Pożar lasu na pograniczu Kolna i Myśliborskich Holendrów, w gminie Golina, gasili dzisiaj strażacy z PSP w Koninie oraz OSP z gminy Golina. Ratownicy dziękują kobiecie, która przez kilkanaście minut przy pomocy gaśnic samochodowych, próbowała opanować żywioł. - Jej postawa przyczyniła się do tego, że ogień nie rozprzestrzenił się na większą powierzchnię, a tym samym udało się zapobiec dużemu pożarowi lasu - piszą na swojej stronie druhowie z OSP w Golinie.

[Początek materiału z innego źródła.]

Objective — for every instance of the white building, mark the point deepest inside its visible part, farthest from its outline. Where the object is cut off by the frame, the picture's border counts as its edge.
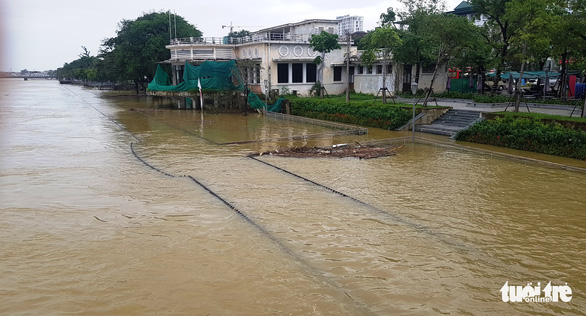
(278, 57)
(349, 24)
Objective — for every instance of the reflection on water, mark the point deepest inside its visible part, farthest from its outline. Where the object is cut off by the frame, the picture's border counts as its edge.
(88, 228)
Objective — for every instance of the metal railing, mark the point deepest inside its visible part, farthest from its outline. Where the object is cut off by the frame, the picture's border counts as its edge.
(287, 37)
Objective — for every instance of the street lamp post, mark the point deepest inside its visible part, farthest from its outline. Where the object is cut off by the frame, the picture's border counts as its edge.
(414, 91)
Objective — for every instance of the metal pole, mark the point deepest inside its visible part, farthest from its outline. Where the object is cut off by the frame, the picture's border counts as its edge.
(348, 67)
(413, 128)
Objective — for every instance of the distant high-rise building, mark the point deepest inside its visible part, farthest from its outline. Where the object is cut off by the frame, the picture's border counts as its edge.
(350, 24)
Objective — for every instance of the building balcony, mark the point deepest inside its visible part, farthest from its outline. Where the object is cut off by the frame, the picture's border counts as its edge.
(263, 37)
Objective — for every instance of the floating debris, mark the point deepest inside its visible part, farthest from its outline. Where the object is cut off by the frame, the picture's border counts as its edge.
(336, 151)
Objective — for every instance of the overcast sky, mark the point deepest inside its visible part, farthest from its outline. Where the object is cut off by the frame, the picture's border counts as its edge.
(45, 34)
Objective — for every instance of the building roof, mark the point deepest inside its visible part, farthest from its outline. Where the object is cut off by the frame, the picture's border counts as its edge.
(288, 26)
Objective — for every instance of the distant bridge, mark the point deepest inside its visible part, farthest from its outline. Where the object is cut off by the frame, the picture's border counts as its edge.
(26, 77)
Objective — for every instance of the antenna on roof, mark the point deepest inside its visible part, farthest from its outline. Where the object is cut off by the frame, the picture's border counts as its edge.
(175, 16)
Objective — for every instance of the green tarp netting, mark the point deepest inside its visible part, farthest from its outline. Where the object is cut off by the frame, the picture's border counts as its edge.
(214, 76)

Pożar wybuchł w kilkunastoletnim lesie na powierzchni około 2 arów, a wszystko wskazuje na to, że ogień został podłożony. Ponad 1,5 hektara znajduje się w bezpośrednim sąsiedztwie zabudowań oraz kilkudziesięciu hektarów kompleksu leśnego po drugiej stronie drogi.

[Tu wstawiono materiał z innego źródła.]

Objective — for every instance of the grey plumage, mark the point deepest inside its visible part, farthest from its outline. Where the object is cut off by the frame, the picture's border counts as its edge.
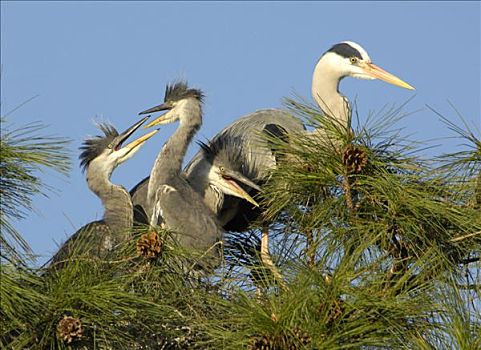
(99, 157)
(245, 147)
(171, 200)
(252, 153)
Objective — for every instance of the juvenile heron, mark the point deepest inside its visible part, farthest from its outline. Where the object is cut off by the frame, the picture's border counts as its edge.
(171, 199)
(99, 158)
(255, 157)
(252, 154)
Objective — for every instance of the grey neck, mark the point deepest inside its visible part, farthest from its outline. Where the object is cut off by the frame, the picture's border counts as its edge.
(118, 214)
(325, 91)
(169, 160)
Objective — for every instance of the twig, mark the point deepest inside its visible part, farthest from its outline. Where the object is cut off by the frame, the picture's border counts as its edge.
(266, 258)
(460, 238)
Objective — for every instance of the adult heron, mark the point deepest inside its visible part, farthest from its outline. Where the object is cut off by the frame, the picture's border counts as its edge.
(254, 155)
(171, 199)
(99, 158)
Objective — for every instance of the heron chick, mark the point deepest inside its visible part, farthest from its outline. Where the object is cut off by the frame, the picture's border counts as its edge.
(171, 200)
(99, 158)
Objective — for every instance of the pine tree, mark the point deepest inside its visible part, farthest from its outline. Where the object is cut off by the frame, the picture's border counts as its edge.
(376, 247)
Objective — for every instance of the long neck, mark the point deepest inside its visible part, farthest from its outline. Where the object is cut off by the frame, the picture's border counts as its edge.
(169, 160)
(118, 214)
(325, 91)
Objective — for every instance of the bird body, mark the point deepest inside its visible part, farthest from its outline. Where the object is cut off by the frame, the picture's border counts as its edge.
(173, 202)
(252, 152)
(247, 150)
(100, 156)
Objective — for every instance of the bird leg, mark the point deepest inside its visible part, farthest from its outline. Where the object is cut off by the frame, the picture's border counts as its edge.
(266, 258)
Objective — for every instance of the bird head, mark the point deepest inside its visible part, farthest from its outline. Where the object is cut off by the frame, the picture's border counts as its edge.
(223, 175)
(178, 100)
(350, 59)
(108, 151)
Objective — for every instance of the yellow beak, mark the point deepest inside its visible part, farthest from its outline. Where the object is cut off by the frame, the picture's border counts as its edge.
(377, 72)
(141, 140)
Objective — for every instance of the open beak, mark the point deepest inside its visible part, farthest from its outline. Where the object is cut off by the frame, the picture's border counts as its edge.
(126, 134)
(377, 72)
(136, 144)
(163, 119)
(236, 176)
(230, 180)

„Na wielkie uznanie i podziękowania zasługuje bohaterska postawa kobiety, która przez kilkanaście minut, przy pomocy gaśnic samochodowych oraz tego co miała pod ręka, gasiła pożar. Wyczerpana kobieta jedyne o co poprosiła, to o butelkę wody. Jej postawa przyczyniła się do tego, że ogień nie rozprzestrzenił się na większą powierzchnię, a tym samym udało się zapobiec dużemu pożarowi lasu” - piszą ochotnicy z Goliny.